Wrestling has become a very captivating form of entertainment. The Royal Rumble match in which many people (usually 30) are seen fighting in a ring, seem most intriguing. There is only one rule in the ring: continue entertaining us by fighting one another while we place bets and make money from your pains. The rules in the ring are not set by the people in the ring, but schemed by some businessmen. The only instinct inside the ring is the instinct of survival. There are no permanent friends or foes in the ring; no love, trust or affection; all you have is individual struggle for survival. You can collaborate with anybody to defeat another person, and immediately turn against your collaborator for a deadly fight.



The bible says in Amos 3:3 that[b] “two cannot walk unless they agree”. “NIGERIANS HAVE NEVER AGREED – OR BEEN GIVEN THE CHANCE TO AGREE – WHAT NIGERIA IS.”[1] It is a country of about 250 ethnic groups, who have co-existed in bitterness and mutual suspicion since 1960. Nigeria has fought a civil war and several crises like other African countries. “These wars diminished in number after the turn of the millennium, but their chief cause – THE LACK OF COMMON NATIONHOOD – remains.”[2] The “Africa’s nation states were formed by foreigners, [/b]lines drawn by Europeans on maps of places they had often never been to. They carved out territories, cut up kingdoms and societies of which they had little idea… They (African countries) lack a common conception of nationhood.”[3]



With the absence of agreement to be, to live together and to cooperate, Nigeria resembles a cage of wild animals, who struggle desperately to survive among themselves. They are like the Royal Rumble fighters, whose only instinct is to survive the moment. The humanity of many Nigerians have been marred by the colonial encounter, which continues to linger in the present style of governance that is sustained by international policy.





Presently, Nigerians are desperate survivors of the colonial encounter. Only that no one is allowed to leave the ring in the Nigerian royal rumble. The ethnic communities have been stripped off the rightly power to make policies for their internal politics. The level of military threat involved in supposed national discussions disallows forms of independent reasoning. Hence, the survivors fight to outwit one another as they struggle for the evaporating currency obtained from the sale of crude resources. This desperate struggle to survive and the absence of agreement invalidates any possibility of planning and working together.





Nigerians cannot plan and work together towards industrialization and scientific production because they are distracted by the national fight for the evaporating currency.
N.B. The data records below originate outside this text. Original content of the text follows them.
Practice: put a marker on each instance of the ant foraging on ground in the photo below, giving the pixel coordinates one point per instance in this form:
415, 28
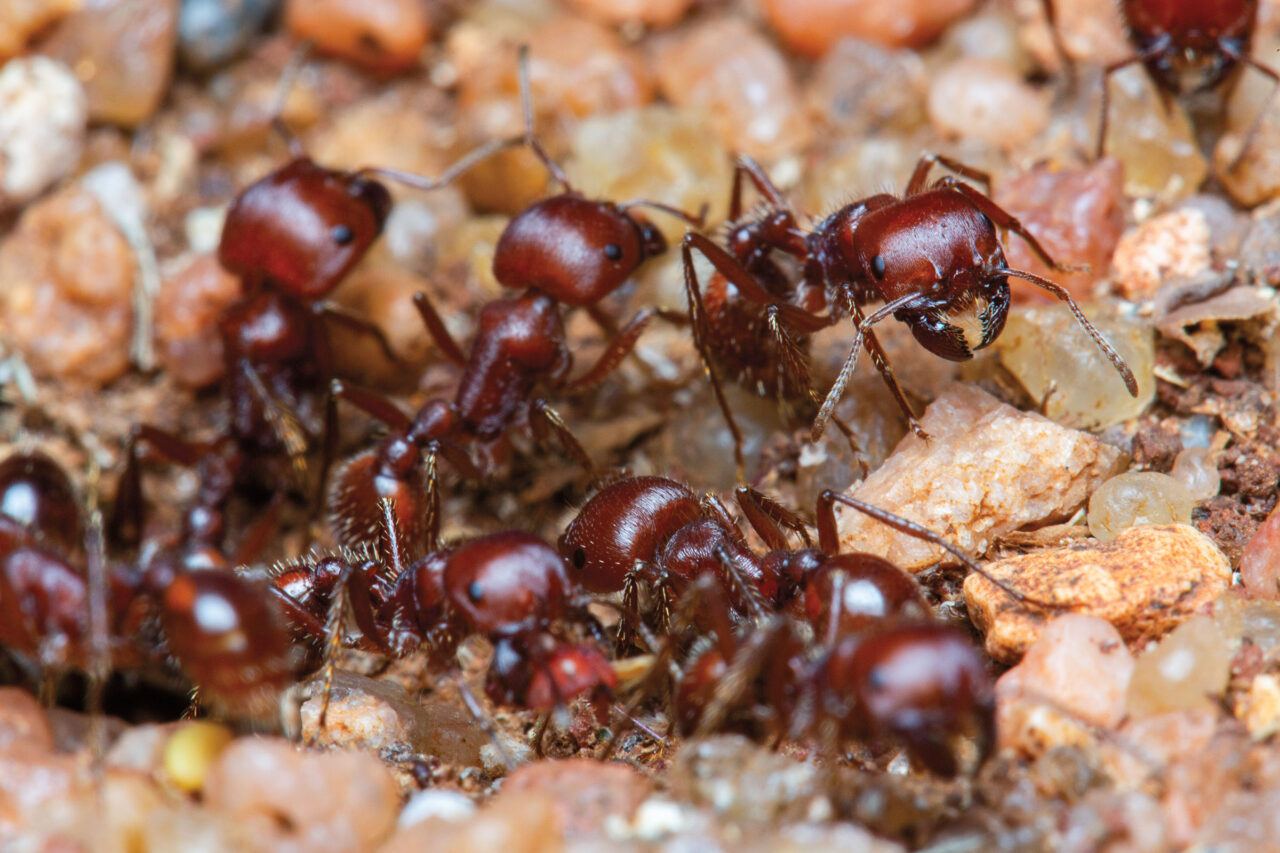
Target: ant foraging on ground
1187, 46
67, 606
864, 658
565, 250
932, 256
511, 588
The ‘Royal Rumble’ policies in Nigeria has turned Nigerians into economic speculators, looking for opportunities to survive in the cage. They now speculate to import and sell what they could have produced, if the people had rights to their resources and policies. The environment of oppression and constant fight for right to resource control is never conducive for sustainable development. It only promotes individual struggles and fights in the name of entrepreneurship, looking for cheaper goods to import and sell.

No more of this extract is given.